Wow… this blogging everyday thing is proving hard.
So last night (tonight according to the post time) I went to HH with old college buddy, MC. As we work only a couple blocks away, we make an effort to meet up for lunch or a drink every once in a while.
So last night we are at the pub with pint in hand, when we hear this deep south accent behind us. And I don’t just mean like one guy, I mean there were like a clan of them engulfing our space at the bar. Before I can turn around, one guy pokes in next to me and orders “4 Coors Liiiights… na make that 5, na 6.” I smirked and thought, ahhhh, here we go.

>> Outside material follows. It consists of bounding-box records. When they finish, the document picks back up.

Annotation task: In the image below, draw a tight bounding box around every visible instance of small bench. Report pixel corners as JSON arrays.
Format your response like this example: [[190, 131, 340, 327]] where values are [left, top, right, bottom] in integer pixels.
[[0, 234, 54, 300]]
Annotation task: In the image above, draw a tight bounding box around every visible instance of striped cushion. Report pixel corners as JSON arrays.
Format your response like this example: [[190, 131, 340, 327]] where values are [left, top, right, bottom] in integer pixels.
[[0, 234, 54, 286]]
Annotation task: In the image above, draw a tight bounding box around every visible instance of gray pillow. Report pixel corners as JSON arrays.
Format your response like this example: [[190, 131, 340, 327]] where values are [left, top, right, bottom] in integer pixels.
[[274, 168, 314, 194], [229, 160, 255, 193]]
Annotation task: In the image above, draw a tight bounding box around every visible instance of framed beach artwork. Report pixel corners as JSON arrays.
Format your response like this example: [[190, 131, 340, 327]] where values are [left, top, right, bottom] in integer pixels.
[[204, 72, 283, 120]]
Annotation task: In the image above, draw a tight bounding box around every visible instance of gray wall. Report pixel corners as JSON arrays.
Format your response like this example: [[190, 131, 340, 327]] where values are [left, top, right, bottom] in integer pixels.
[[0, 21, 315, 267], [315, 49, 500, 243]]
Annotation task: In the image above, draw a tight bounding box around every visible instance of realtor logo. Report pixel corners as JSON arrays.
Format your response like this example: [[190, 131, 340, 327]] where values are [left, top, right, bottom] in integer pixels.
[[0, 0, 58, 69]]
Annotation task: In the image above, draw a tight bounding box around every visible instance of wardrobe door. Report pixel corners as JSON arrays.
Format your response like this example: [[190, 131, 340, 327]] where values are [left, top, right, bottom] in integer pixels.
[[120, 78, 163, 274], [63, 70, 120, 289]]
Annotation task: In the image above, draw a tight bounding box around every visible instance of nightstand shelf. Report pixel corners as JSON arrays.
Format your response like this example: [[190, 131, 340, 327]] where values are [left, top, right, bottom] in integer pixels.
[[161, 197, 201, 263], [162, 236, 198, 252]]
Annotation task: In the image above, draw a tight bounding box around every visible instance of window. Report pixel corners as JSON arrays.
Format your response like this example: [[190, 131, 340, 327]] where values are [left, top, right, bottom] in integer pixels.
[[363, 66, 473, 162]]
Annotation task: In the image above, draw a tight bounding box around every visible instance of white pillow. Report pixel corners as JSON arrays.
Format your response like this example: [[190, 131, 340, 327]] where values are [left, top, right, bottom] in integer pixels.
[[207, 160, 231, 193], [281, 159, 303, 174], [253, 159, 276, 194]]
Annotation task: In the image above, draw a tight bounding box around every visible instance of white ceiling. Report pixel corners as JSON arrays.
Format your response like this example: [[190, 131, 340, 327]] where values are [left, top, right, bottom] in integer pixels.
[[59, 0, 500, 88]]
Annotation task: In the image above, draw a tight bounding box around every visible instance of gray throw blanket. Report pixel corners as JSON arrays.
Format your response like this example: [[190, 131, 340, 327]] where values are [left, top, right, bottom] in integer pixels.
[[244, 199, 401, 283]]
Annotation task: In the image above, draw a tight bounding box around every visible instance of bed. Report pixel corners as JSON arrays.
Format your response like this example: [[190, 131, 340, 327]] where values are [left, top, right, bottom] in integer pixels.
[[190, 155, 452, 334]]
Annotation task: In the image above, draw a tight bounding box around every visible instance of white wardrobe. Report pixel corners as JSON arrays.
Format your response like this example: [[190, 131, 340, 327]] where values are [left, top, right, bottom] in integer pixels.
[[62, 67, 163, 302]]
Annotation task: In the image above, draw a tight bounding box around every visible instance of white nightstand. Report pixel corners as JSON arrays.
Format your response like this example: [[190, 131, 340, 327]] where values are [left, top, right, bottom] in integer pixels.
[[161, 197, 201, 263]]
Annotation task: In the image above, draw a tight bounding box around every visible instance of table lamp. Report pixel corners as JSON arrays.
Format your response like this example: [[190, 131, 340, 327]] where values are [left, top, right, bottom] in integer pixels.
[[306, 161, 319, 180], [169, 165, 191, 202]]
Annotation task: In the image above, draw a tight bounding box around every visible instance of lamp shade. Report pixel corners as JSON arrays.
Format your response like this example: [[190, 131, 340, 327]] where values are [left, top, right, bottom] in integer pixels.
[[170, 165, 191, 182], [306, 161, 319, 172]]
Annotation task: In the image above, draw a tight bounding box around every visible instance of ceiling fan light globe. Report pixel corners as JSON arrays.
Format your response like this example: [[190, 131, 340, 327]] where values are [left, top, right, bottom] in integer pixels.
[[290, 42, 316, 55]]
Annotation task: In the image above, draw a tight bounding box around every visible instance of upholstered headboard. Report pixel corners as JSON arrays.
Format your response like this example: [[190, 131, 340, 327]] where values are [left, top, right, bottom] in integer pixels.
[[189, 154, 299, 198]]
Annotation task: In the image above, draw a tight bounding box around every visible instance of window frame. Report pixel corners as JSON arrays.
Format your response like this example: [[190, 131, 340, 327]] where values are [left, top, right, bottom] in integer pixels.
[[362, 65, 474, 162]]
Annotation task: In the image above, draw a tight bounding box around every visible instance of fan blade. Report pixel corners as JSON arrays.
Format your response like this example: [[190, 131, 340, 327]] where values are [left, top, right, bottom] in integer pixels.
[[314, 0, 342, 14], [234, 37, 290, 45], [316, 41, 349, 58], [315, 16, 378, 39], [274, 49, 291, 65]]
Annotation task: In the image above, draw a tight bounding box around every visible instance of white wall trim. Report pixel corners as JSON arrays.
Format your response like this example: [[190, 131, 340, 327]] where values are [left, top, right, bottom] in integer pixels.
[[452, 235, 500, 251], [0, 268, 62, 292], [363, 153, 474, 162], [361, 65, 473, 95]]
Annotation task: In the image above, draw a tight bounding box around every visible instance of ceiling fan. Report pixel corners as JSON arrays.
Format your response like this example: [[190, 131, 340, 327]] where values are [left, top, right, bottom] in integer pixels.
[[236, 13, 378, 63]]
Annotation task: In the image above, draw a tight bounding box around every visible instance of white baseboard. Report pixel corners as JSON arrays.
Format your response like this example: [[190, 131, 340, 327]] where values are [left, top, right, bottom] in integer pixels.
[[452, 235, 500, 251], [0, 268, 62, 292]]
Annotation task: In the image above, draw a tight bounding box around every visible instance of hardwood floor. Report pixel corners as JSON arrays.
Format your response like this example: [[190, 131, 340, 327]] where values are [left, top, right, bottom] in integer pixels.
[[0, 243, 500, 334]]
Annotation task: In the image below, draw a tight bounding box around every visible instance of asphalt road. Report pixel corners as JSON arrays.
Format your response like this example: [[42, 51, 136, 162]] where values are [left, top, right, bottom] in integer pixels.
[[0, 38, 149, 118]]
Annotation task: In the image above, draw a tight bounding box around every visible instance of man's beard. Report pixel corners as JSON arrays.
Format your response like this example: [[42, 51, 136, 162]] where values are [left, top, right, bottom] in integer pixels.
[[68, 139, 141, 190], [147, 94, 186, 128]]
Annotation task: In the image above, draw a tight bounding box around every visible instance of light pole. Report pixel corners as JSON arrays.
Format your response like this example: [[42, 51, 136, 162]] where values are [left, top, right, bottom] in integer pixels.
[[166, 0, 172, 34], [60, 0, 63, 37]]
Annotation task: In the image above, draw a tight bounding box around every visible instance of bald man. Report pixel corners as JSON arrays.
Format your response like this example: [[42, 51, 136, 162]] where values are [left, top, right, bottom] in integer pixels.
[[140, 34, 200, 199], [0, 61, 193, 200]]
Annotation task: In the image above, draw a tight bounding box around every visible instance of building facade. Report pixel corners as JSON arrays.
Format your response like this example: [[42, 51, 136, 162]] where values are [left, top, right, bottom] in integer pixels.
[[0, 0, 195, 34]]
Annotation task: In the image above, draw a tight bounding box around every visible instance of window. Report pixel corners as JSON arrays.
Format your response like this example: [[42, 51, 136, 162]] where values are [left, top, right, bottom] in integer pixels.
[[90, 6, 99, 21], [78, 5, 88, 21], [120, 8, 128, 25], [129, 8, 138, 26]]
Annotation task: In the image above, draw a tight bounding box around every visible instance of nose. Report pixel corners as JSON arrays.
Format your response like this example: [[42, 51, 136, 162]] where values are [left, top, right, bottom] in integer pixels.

I obviously made a point to catch the guy’s eye, who offered to buy us drinks, and then I turned around to see guy #2 with his long shaggy haircut and matching moustache wearing a leather Harley Davidson jacket. It was classic.
It was a matter of minutes before they started speaking to us and asking about where to go, what to see. Apparently they are part of some business group or something down in Alabama—one owned a realtor’s, or was it an insurance business?—and the other worked at/for Talladega Superspeedway. All MC had to do was mention that he wanted to watch a race one day, and the business cards were out and Mr Moustache was promising to hook him up when he came down.
We ended up chatting with the old fellows for a while and provided some NY restaurant suggestions in exchange for a round of beer. There was one guy—The Doctor, as another referred to him as—with an iPhone so we were able to get them mapped out well enough so they’d at least make their train at Grand Central tomorrow. Apparently, The Doctor was kinda in charge since “he is a Dr and is smart.” Ooooook…
Needless to say, NY is full of “strangers” (Note: NaBloPoMo) and you never know who you are going to meet. I could have honestly hung out with them all night. They were hysterical… in a ‘laughing with them, but add an extra chuckle at their accents’ kinda way.
After a while they ventured off to chow down on crappy appetizer platters, and MC turned to ask me if we should mention to them that we were democrats and that we voted for Obama. I Shhhhhh’d him instantly to which he said, “No? What about telling them that we’re pro-choice?”